Her attorney helpfully pre-cleared both Trump and Bill Clinton as innocent of any wrongdoing, promising that only Maxwell can explain why, once she’s been liberated by the very guy who “hasn’t thought about” pardoning her, except for when he publicly refuses to rule it out. Meanwhile, she keeps her mouth shut under the Fifth, sits in a cushier Texas prison camp, and dangles potential testimony over Congress like a paywalled confession.
Republicans like James Comer are suddenly against clemency, Democrats like Ro Khanna are flirting with retaliatory harsher confinement, and Maxwell’s lawyer is accusing Congress of authoritarianism for wanting consequences. So the authoritarian card is now being played by the legal team of a convicted sex trafficker trying to bargain for a Trump pardon.
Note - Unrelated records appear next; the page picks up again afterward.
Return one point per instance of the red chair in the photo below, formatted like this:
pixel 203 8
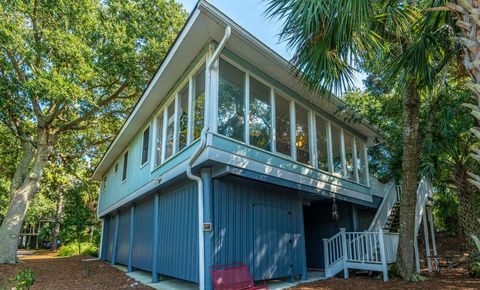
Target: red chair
pixel 233 276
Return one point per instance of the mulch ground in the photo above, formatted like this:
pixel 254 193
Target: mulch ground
pixel 69 273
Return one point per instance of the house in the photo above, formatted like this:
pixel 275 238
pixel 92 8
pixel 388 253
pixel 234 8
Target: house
pixel 227 158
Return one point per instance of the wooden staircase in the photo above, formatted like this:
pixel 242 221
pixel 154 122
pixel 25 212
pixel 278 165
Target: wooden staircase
pixel 393 220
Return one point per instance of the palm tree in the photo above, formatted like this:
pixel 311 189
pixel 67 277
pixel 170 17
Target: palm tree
pixel 333 38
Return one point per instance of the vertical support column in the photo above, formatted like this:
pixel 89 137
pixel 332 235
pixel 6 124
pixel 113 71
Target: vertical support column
pixel 102 239
pixel 206 174
pixel 432 230
pixel 427 241
pixel 115 240
pixel 417 258
pixel 130 242
pixel 302 243
pixel 383 257
pixel 344 253
pixel 325 257
pixel 155 238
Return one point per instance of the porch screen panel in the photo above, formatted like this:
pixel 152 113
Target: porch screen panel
pixel 361 162
pixel 183 118
pixel 322 156
pixel 231 102
pixel 301 128
pixel 348 138
pixel 337 151
pixel 158 139
pixel 198 104
pixel 260 115
pixel 282 125
pixel 170 129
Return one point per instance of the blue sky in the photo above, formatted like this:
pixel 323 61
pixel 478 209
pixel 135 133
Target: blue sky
pixel 250 15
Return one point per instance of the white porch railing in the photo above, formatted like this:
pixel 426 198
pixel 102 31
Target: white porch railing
pixel 355 250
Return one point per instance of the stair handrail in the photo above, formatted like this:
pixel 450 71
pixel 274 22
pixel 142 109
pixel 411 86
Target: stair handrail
pixel 389 199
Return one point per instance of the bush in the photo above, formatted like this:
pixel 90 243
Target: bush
pixel 24 279
pixel 86 249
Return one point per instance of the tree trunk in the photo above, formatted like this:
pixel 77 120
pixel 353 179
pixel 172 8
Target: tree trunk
pixel 20 199
pixel 58 216
pixel 410 163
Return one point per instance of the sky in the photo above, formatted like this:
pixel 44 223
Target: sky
pixel 250 15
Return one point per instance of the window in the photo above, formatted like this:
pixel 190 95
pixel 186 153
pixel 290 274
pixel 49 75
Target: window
pixel 282 125
pixel 146 139
pixel 198 103
pixel 104 183
pixel 170 130
pixel 125 164
pixel 337 151
pixel 349 158
pixel 301 141
pixel 231 102
pixel 158 139
pixel 260 123
pixel 183 118
pixel 322 155
pixel 361 162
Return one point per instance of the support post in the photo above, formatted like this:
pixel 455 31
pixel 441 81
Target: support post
pixel 383 257
pixel 206 174
pixel 344 253
pixel 130 242
pixel 417 258
pixel 155 238
pixel 427 241
pixel 432 230
pixel 115 240
pixel 325 257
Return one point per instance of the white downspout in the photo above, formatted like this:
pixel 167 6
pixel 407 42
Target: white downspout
pixel 198 179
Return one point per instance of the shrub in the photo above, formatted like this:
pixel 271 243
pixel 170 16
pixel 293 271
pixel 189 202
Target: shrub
pixel 24 279
pixel 87 249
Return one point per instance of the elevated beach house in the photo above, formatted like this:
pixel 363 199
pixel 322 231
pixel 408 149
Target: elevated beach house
pixel 227 158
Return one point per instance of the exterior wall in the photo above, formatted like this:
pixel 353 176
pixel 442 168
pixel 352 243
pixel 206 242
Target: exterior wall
pixel 178 235
pixel 259 225
pixel 319 225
American justice has entered the DLC phase, and the price of the expansion pack is presidential corruption.
Source: nbcnews.com
trump furious that america briefly includes puerto rico

Bad Bunny, apparently committing the unforgivable crime of singing in Spanish at an American event held in an American territory that America keeps forgetting it owns.
Trump, who couldn’t be bothered to attend the game but never misses a chance to rage-post, declared the performance "absolutely terrible, one of the worst, EVER!" on Truth Social and called it "an affront to the Greatness of America" because, as he helpfully noted, "nobody understands a word this guy is saying." Translation: if it’s not in English and it reminds people that Puerto Ricans are U.S. citizens his administration left hanging after Hurricane Maria, it’s basically treason.
While Bad Bunny climbed an electricity pylon to symbolically honor those who died when Puerto Rico’s infrastructure collapsed after the storm — the same disaster where Trump was criticized for treating relief like a low-priority PR chore — MAGA world hosted an "All-American Halftime Show" headlined by Kid Rock and organized by Turning Point USA. Nothing says "serious country" like a parallel halftime reality where the culture war never ends and the power never goes out in the places you actually care about.
Bad Bunny didn’t even explicitly attack Trump; he just centered Puerto Rico, memory, and shared humanity. That alone was enough to trigger the guy who once tossed paper towels at hurricane survivors and now insists a Spanish-language performance is an insult to America. The show said, we are America. Trump’s response said, clearly, that’s still the problem.